Work is not necessarily demeaning.  And working for wages, disproportionately low, in regards to what a person produces, or maintains, is not by itself the root of our economic injustice.  We need to evolve, as anarchists, an understanding of our repressive culture which is not limited to monetary equality.

Collectivist work ideals would create an environment in which labor was valued as much as ownership.  This is important.  But it is important, not because workers need more money, and not because people have to over exert themselves over the course of a day’s labor.  Tough work—and making the sacrifices necessary, to be working—are themselves valuable resources for our society to be successful.

What we have in the twenty-first century is an economic structure which has defiled our social-culture.  Ownership—and technology—are more valued as a basis for the function of our society than is the basic needs of the masses.  Billions of dollars are being spent towards better utilizing technologies while there are people who are not working—and, as a result, cannot meet their own basic needs. 

People—and work itself—have gone the way of the simple nail; although the nail is a simple invention, it was once, of tremendous value.  At one time, a nail was considered so valuable that people burned down houses to retrieve the nails they were built with.  But back then nails were made by hand; and people who made nails were skilled craftsmen; their work was important to the function of their community. 

No longer is the work which is done to make nails restricted to a person who has knowledge or skill.  Nails are made by machines.  And most other things which are manufactured are as well manufactured without the need for skilled workers. 
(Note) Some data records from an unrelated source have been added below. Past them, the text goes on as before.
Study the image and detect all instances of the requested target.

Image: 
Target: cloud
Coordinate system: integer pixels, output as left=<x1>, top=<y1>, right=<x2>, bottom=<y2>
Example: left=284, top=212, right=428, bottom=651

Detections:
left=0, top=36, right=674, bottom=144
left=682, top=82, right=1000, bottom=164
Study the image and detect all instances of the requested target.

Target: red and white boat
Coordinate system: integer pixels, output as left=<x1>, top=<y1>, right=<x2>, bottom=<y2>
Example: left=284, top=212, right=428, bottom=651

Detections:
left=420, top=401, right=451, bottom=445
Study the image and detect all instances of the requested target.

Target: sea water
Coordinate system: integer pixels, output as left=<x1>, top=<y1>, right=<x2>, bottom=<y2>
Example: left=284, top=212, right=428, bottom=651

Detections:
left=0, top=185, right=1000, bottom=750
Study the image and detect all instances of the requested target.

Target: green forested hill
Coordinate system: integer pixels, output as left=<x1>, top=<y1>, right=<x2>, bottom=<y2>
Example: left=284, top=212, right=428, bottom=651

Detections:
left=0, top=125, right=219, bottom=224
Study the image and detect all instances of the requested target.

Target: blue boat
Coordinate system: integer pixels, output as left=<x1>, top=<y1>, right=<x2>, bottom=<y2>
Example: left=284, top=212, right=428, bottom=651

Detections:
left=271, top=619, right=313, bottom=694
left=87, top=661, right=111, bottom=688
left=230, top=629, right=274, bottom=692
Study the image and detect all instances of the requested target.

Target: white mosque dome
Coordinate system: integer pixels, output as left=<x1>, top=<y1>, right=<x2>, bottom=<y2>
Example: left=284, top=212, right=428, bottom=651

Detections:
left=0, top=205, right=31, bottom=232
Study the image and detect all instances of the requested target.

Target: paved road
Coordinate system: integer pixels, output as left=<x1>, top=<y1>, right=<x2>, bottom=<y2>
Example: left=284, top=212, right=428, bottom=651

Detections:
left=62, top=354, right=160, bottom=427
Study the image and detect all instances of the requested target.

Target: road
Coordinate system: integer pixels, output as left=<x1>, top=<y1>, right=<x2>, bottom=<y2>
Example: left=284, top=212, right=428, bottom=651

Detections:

Ironically, the nail was a beginning in the drive of mankind to be more adapted living in a larger—more structured, society.  But what has happened is that we have become so adapted to a social structure which is so complex that the simple needs of society have been brushed aside.  Globalization, from a boom in technology, which allows us to source work from all over the world, has uprooted our economic ties to our local communities.

I find most critiques of work politics to be bourgeois—buffeted by privilege—idyllic—and self-righteous.  I do not think that my work should get financial returns on par with that of ownership of the company which I work for.  I do not think that having to bust my ass to make ends meet is an injustice.   Very many workers do not need more money to get by; but we need as a society to step back away from the value misconception that more is necessarily better.

As we have grown more complex our society, too, has become less intimately connected with the needs of community—and of the individual.  Things which were once of great value—like workers—like nails—have become nothing more than commodities.  Culture has been supplanted by excess. Anarchy has to stand for a social structure which gives greater value to the contribution of useful work, but not necessarily with greater financial returns.  More money, in exchange for physical labor, will not negate the dehumanization of our economic system.